Anche altri leader della società civile turca che ora rischiano potenzialmente l’ergastolo lavorano con beneficenza e filantropia. Yigit Aksakoglu, detenuto da tre mesi, rappresenta un'importante fondazione olandese che sostiene l'istruzione scolastica dei bambini in molti paesi. Gökçe Tüylüoglu, che conosco personalmente, è stata direttrice esecutiva dell'ufficio della Open Society Foundations in Turchia dal 2009 al 2018. Hakan Altinay, anche lui incriminato, era il suo predecessore. Dopo aver lasciato la Open Society Foundations, Altinay ha ricoperto diversi incarichi accademici, tra cui presso la Brookings Institutions, che ha sede a Washington (DC). Come altri ora accusati, è stato arrestato e interrogato a novembre e rilasciato poco dopo, ma soggetto a divieto di viaggio che gli impediva di lasciare la Turchia.

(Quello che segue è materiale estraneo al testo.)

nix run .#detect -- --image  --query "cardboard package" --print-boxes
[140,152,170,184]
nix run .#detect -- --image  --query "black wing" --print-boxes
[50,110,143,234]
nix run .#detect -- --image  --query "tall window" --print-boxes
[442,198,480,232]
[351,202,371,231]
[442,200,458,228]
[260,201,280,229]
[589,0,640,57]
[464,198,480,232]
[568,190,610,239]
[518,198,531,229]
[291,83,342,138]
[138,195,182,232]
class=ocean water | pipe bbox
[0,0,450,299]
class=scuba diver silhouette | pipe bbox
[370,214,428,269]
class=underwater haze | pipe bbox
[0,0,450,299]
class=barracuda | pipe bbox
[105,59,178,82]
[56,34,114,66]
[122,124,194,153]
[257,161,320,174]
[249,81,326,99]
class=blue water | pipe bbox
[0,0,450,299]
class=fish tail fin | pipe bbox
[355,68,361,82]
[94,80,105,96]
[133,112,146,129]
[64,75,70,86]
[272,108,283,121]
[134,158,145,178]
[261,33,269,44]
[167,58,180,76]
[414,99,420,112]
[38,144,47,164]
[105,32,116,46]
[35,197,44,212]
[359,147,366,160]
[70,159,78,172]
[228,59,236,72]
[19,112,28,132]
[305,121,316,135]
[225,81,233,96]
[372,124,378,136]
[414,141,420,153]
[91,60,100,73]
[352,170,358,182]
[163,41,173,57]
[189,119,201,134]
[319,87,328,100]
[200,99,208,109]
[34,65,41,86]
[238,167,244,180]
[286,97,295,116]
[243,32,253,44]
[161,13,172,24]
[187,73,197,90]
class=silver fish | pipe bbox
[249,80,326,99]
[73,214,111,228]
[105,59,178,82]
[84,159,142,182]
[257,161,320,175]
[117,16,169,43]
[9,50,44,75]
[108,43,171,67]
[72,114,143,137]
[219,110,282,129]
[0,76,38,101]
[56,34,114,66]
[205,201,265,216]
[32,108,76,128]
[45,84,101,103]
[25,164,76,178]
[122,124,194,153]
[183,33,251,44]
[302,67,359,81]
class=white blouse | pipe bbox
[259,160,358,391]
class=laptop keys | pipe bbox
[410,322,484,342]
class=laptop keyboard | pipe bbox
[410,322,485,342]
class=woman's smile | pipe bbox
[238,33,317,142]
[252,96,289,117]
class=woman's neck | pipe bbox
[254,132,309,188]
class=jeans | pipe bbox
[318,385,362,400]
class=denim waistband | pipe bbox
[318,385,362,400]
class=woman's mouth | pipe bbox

Imprigionare queste persone per å la partecipazione a proteste legittime costituisce una violazione di i loro diritti umani. Quando la privazione della libertà viene da Erdogan, che è più che felice di usare il sistema legale come strumento di repressione, tuttavia non è una sorpresa.

Al momento in cui scriviamo, il numero di giornalisti incarcerati in Turchia è il più alto al mondo. Circa 50 persone sono state incarcerate per presunti reati di terrorismo e più di 000 sono state licenziate dai loro incarichi nel settore pubblico per presunti legami con gruppi terroristici.

Ironicamente, Erdogan ha parlato apertamente delle violazioni dei diritti umani da parte di altri governi. È stato il principale critico dell’Arabia Saudita e del paese de facto leader, il principe ereditario Mohammed bin Salman, che presumibilmente ha dato l’ordine dell’omicidio del giornalista Jamal Khashoggi presso il consolato dell’Arabia Saudita a Istanbul. Ha anche condannato la Cina per aver detenuto circa un milione di uiguri – una minoranza etnica musulmana che parla una lingua turca – nei cosiddetti centri di rieducazione.

Questi sono casi legittimi e importanti in materia di diritti umani. Ma richiamare l’attenzione su di loro non assolve Erdogan dai gravi abusi del suo stesso governo, compreso l’ultimo tentativo di incarcerare a vita 16 noti attivisti civili pacifici. Erdogan può inveire contro i leader sauditi e cinesi quanto vuole, ma il suo triste passato lo colloca sullo stesso podio per quanto riguarda le violazioni dei diritti umani.

aryen@nytid.com
aryen@nytid.com
Aryeh Neier è l'ex presidente delle Open Society Foundations e fondatore di Human Rights Watch, e autore di The International Human Rights Movement: A History. © Progetto Sindacato.